Океан времени (Оцуп) - страница 243

Речь эта, взволнованная и справедливая, вызывала все же ощущение неловкости: равнодушному, спокойному, хорошо и чисто одетому англичанину стоило ли рассказывать об этих слишком интимных несчастиях. Гумилева особенно покоробило заявление о неделями не мытом белье писателей. Он повернулся к говорившему и произнес довольно громко:

— Parlez pour vous! (Говорите за себя (фр.))

Но вот поднялся Замятин. На чистом английском языке, спокойно и ясно, без преувеличений, сказал он речь о литературных заслугах Уэллса, о мировом значении английской культуры, о ценности того, что лежит в ее основе, и чего, к сожалению, еще не научились любить и воспитывать в России.

В ужасных условиях советской жизни Замятин стал живым примером выдержки и дисциплины. Это почувствовали сразу его ученики, полюбили его, поверили ему. Мне пришлось однажды присутствовать на практических занятиях в студии Замятина. Народу было не меньше, чем у Чуковского, Шкловского и другие занимательных лекторов. Замятин не заботился о блеске и увлекательности изложения. Он хотел одного: принести как можно больше пользы своим ученикам.

Многие его советы очень спорны, но им следовали, и не без успеха. Достаточно сказать, что все «серапионовцы» — ученики Замятина.

Подводить итог деятельности живого писателя — занятие рискованное. Фет в конце жизни написал лучшие свои стихи. А сколько обратных примеров: сколько случаев медленного угасания творческих сил, постепенной и непоправимой утраты прежних дарований!

Со времени лучших успехов Замятина и полного признания этого писателя прошло уже не менее восьми лет. Выдержал ли он это испытание?

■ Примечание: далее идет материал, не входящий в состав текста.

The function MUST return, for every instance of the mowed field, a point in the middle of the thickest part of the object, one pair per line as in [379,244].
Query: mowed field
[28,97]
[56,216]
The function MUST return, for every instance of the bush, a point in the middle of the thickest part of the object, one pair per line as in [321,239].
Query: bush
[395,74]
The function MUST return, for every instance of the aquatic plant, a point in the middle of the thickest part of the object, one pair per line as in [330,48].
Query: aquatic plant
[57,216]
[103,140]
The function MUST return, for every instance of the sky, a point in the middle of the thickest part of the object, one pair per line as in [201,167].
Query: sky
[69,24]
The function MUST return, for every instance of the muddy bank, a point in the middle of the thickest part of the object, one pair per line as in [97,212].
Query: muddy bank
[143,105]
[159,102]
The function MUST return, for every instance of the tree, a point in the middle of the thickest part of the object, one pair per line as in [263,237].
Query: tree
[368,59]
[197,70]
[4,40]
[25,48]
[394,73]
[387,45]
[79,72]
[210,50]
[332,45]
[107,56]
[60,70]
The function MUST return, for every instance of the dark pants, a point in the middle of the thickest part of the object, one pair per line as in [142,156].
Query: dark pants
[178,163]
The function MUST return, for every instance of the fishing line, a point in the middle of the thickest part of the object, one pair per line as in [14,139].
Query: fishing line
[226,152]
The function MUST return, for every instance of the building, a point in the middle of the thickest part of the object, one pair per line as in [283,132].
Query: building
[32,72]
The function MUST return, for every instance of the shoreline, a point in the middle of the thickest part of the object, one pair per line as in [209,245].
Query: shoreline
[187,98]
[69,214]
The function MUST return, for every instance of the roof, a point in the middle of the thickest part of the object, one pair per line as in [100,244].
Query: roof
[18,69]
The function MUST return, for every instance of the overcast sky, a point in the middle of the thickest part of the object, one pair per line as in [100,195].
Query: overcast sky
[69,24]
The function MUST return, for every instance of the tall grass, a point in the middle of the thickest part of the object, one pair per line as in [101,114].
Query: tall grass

Нет, пока не выдержал… Лучше «Уездного» или «На куличках» Замятин ничего не написал, выше прежнего уровня не поднялся, скорее наоборот: став еще более искусной, проза его утратила едва ли не самое ценное — жуткий, вполне замятинский лиризм, близкий, по-моему, не к ремизовскому, как это пишут многие критики, а к сологубовскому.

С Ремизовым у Замятина сходство чисто внешнее. Автор «Уездного» любит, конечно, старую русскую речь, нередко у него встречаются, такие слова, как «бесперечь», «неслух»… Но т, что у Ремизова неотделимо от его стиля, у Замятина только «украшает» рассказ… Нет, лучшее у него не язык, а что-то другое.

Лучшее у него, как у Сологуба, та жестокая сила в описании человеческой глупости, та беспощадная ясность в описании бытовых сцен, которые заставляют читателя искать выхода, жаждать свежего воздуха, «мечтать о крыльях».

Вот этого чувства последние рассказы Замятина уже не вызывают. Все его Барыбы, Глафиры, Варвары — какая-то очень своеобразная и вполне самостоятельная параллель страшным образам «Мелкого беса». Но… чем дальше, тем бледнее замятинские герои.